La Fin de Pardaillan
Muguet rencontra le baron de Rospignac. Il faut croire qu’elle le connaissait, car, en le voyant, son sourcil se fronça, son sourire espiègle disparut, et son regard se durcit. Et elle allongea le pas, prit une allure telle qu’elle avait vraiment l’air de fuir.
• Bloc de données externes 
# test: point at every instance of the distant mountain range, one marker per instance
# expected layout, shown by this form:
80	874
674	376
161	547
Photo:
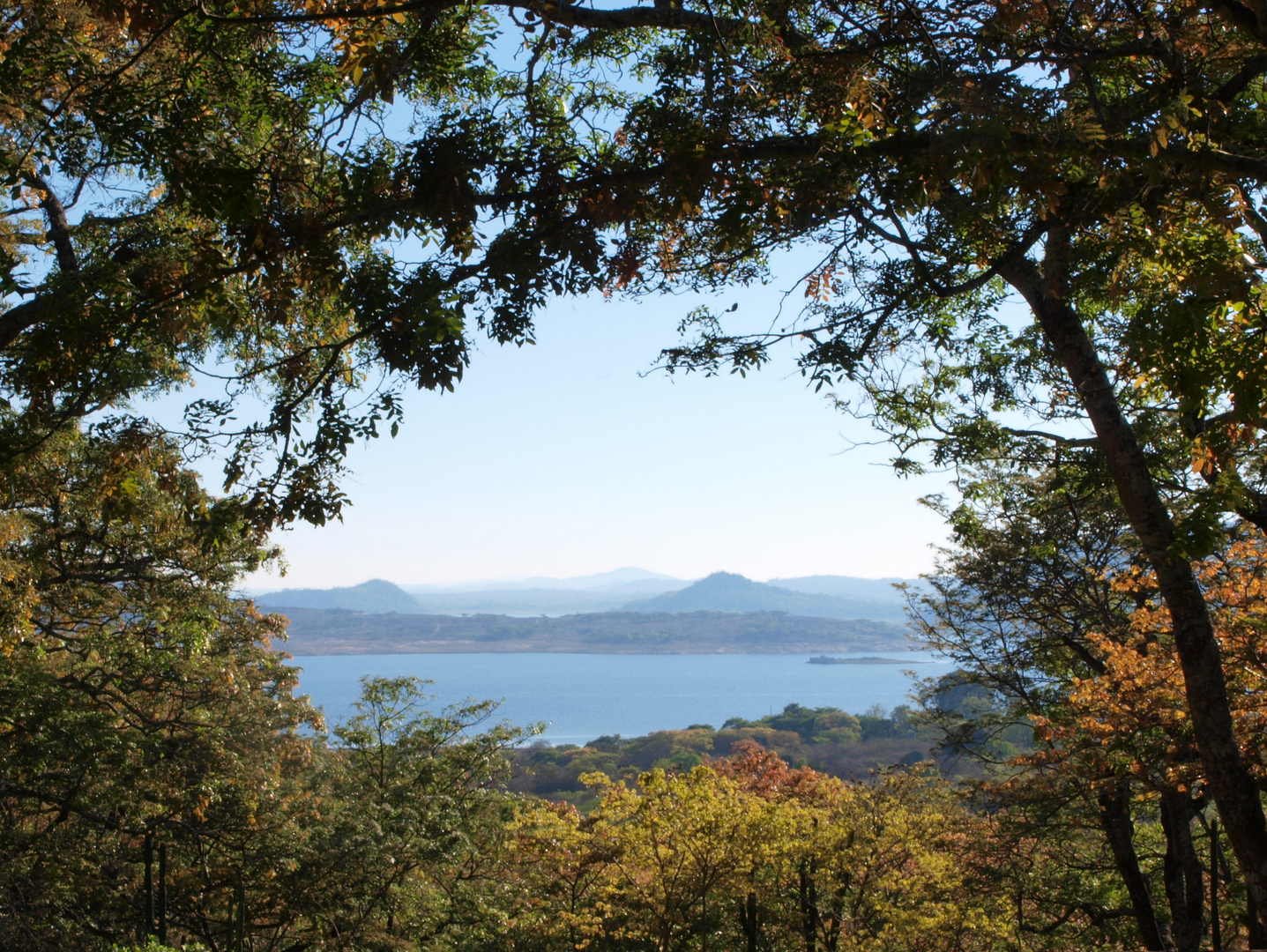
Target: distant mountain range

Rospignac, accompagné de ses lieutenants, Louvignac, Longval, Eynaus et Roquetaille, rôdait par là à la recherche de Valvert. Il avait déjà aperçu la jeune fille, lui, et ses yeux avaient étincelé. Mais c’était un serviteur probe et consciencieux que Rospignac – quand sa passion n’était pas en jeu, bien entendu. Son maître l’avait chargé d’une mission qui était d’arrêter et de lui amener Odet de Valvert, dont ils ne connaissaient même pas le nom, ni les uns, ni les autres. Cette mission, la vue de celle qu’il convoitait ne suffit pas à la lui faire oublier. Et il fallait qu’il fût vraiment consciencieux pour résister à la tentation. Cette mission, il entendait l’accomplir honnêtement. On a vu cependant que, dans un accès de fureur jalouse, il avait décidé, au sujet du rival que Concini lui dénonçait, qu’il en faisait son affaire et qu’il lui appartenait, à lui seul. Sans doute avait-il réfléchi. Ou peut-être que, pris d’une haine aussi subite, aussi furieuse que celle de Concini, trouvait-il son compte à livrer le jeune homme à Concini, qui ne manquerait pas de lui infliger les tourments les plus horribles avant que de le tuer.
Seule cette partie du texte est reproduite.